Similarly, if the predicted probability is $0.1$, then $log_e(0.1) \approx -2.30$.

One can compute the Expected Value (equation $\color{red}(2)$ from above) for probability distributions as well.

Mathematically, the Expected Value for a probability distribution can be expressed as follows:

$\mathbb{E}(p(X)) = - \sum_i^M p(x_i) . log_e(p(x_i))$ $...\color{red}(3)$

where

$p(x_i)$ is the probability for the sample $x_i$

and

$log_e(p(x_i))$ is a way to measure the element of surprise

Notice the use of the minus sign, because $log_e()$ will return a negative value for probability values between $0.0$ and $1.0$, and hence need to compensate for it.

Let us test the above equation $\color{red}(3)$ with an example to see if it works.

Assume a classification model that predicts one of the $3$ target labels. Let the ground truth be the probabilities $\{0.98 ,001, 0.01\}$.

If the predicted probabilities are $\{0.8, 0.1, 0.1\}$, then the Expected Value for the predicted distribution will be $-( 0.98 * log_e(0.8) + 0.01 * log_e(0.1) + 0.01 * log_e(0.1)) \approx 0.26$.

However, if the predicted probabilities are $\{0.1, 0.8, 0.1\}$, then the Expected Value for the predicted distribution will be $-(0.98 * log_e(0.1) + 0.01 * log_e(0.1) + 0.01 * log_e(0.1)) \approx 4.56$.

Notice the value $4.56$ is much higher (penalizing for wrong prediction) than the value $0.26$.

Given that we have all the ingredients, we can compare two probability distributions $P$ and $Q_{\theta}$ by using equation $\color{red}(3)$ and the subtraction operation as follows:

$\sum_i^N P(y_i|x_i) . log_e(P(y_i|x_i)) - \sum_i^N P(y_i|x_i) . log_e(Q_{\theta}(\hat{y_i}|x_i))$ $...\color{red}(4)$

Simplifying the equation $\color{red}(4)$ from above, we get:

$\sum_i^N P(y_i|x_i) . [log_e(P(y_i|x_i)) - log_e(Q_{\theta}(\hat{y_i}|x_i))]$

Or:

$\bbox[lightgreen,2pt]{\sum_i^N P(y_i|x_i) . log_e\Large{(\frac{P(y_i|x_i)}{Q_{\theta}(\hat{y_i}| x_i)})}}$ $...\color{red}(5)$

The equation $\color{red}(5)$ above is referred to as the Kullback-Leibler Divergence or KL Divergence for short, and is often used for comparing two probability distributions.

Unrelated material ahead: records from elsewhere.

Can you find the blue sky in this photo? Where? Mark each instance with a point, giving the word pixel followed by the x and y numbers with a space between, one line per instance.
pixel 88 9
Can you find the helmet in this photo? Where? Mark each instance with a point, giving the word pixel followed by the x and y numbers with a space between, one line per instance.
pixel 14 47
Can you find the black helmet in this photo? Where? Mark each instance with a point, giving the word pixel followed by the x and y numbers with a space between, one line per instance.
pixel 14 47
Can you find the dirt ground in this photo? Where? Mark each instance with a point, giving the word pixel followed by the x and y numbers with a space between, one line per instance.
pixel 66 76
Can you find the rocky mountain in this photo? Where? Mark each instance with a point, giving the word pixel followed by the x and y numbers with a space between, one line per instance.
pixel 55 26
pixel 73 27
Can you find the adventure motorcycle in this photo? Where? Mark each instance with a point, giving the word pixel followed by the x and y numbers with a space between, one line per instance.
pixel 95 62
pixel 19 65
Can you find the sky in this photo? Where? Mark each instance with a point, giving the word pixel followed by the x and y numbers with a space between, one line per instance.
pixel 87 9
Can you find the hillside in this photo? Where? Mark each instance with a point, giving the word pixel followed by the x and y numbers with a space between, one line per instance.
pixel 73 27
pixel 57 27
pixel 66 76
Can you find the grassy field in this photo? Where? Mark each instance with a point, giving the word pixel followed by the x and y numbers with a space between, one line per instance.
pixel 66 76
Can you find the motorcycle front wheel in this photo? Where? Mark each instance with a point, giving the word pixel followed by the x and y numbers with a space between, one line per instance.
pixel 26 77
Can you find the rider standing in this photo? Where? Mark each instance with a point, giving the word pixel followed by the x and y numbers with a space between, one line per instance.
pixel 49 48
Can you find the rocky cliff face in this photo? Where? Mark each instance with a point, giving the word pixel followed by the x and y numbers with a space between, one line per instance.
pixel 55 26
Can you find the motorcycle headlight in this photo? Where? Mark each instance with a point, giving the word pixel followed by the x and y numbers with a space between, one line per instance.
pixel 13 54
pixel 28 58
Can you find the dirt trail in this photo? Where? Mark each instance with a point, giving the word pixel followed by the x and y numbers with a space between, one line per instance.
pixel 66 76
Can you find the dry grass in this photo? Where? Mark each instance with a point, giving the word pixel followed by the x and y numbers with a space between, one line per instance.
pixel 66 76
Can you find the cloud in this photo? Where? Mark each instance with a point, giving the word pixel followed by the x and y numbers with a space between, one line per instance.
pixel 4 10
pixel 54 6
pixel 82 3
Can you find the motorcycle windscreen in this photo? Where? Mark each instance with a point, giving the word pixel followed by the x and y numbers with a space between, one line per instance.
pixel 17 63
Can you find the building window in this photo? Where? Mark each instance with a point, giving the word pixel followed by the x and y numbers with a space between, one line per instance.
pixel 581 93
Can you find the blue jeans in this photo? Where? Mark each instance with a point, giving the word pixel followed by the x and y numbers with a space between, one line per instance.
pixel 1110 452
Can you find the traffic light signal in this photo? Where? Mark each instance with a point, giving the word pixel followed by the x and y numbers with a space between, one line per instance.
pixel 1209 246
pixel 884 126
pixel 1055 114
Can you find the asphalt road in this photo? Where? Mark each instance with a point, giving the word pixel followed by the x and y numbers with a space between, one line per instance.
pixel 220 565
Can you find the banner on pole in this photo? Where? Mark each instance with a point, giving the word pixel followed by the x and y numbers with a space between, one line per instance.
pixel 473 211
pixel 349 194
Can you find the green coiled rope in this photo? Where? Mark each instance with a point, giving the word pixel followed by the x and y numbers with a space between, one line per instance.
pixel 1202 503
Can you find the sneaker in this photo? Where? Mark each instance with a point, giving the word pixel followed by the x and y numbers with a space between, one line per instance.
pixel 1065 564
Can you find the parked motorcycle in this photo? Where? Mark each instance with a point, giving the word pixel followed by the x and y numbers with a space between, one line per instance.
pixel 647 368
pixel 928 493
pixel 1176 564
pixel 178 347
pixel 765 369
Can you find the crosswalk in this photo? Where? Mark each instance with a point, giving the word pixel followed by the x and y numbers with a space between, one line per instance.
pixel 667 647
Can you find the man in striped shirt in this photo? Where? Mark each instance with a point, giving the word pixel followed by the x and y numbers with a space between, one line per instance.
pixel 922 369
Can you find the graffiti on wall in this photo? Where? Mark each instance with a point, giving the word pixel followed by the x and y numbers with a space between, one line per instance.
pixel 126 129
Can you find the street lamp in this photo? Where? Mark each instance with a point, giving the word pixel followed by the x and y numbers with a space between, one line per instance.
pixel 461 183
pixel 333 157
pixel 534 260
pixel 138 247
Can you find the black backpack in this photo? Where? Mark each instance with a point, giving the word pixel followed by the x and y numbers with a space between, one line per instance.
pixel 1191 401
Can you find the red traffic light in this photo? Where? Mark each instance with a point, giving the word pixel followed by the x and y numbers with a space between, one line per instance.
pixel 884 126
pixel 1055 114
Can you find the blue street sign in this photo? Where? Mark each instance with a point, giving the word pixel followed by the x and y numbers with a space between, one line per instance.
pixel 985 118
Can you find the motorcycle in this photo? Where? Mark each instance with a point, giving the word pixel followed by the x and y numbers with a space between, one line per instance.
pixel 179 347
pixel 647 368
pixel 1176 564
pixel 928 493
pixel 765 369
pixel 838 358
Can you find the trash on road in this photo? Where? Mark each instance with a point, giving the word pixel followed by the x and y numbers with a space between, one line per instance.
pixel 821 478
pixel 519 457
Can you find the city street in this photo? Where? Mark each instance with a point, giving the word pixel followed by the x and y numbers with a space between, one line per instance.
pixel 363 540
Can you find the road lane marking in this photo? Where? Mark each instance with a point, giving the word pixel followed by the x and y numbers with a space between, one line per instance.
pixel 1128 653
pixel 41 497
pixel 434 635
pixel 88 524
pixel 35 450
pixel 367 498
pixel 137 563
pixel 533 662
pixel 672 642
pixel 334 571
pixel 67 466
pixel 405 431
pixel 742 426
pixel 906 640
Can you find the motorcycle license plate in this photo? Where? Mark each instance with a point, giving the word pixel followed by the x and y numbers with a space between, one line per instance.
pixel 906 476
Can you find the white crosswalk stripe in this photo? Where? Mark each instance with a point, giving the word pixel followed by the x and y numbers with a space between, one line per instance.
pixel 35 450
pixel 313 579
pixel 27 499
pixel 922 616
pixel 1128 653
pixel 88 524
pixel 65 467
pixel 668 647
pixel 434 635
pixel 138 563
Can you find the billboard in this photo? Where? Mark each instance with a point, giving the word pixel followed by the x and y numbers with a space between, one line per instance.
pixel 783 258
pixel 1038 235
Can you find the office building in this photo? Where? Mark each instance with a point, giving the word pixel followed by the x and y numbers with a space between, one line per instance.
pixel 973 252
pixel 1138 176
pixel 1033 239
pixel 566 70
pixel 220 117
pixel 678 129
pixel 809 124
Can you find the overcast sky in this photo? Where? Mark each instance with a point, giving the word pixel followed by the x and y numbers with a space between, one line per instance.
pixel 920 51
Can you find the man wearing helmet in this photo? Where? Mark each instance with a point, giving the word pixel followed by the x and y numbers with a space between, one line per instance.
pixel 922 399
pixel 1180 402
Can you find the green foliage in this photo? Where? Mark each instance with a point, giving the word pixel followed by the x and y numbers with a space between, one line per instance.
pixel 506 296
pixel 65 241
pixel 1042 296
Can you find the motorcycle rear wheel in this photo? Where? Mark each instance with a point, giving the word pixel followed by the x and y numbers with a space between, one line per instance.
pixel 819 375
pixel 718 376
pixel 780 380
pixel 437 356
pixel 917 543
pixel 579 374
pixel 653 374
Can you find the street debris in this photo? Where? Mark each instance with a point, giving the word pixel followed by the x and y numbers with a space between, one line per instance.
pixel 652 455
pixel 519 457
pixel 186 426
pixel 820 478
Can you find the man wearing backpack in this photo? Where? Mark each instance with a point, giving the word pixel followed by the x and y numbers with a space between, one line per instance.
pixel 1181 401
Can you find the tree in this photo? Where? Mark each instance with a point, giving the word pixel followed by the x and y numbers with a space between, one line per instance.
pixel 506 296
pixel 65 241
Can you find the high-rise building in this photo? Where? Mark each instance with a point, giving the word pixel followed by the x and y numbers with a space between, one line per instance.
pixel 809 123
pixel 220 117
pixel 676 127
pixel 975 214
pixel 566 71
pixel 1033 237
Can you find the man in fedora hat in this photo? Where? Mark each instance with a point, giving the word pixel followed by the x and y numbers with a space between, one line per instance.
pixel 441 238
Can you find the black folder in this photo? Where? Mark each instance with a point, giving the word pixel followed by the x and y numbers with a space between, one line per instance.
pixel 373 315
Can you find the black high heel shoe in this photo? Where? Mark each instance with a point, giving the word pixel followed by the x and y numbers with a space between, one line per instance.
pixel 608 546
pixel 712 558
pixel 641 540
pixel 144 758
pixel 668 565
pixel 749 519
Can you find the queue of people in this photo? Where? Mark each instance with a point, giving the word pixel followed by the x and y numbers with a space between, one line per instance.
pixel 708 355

When we train a classification model, we use Gradient Descent (derivatives from calculus) during Backpropagation to optimize the model weights $\theta$.

Given the first term in the equation $\color{red}(4)$ above is independent of $\theta$, it can be dropped for parameter optimization.

Hence, we end up with the simplified equation:

$\bbox[pink,2pt] {- \sum_i^N P(y_i|x_i) . log_e(Q_{\theta}(\hat{y_i}|x_i))]}$ $...\color{red}(6)$

Compare the above equation $\color{red}(6)$ to the equation of Cross Entropy in $\color{red}(1)$ !!!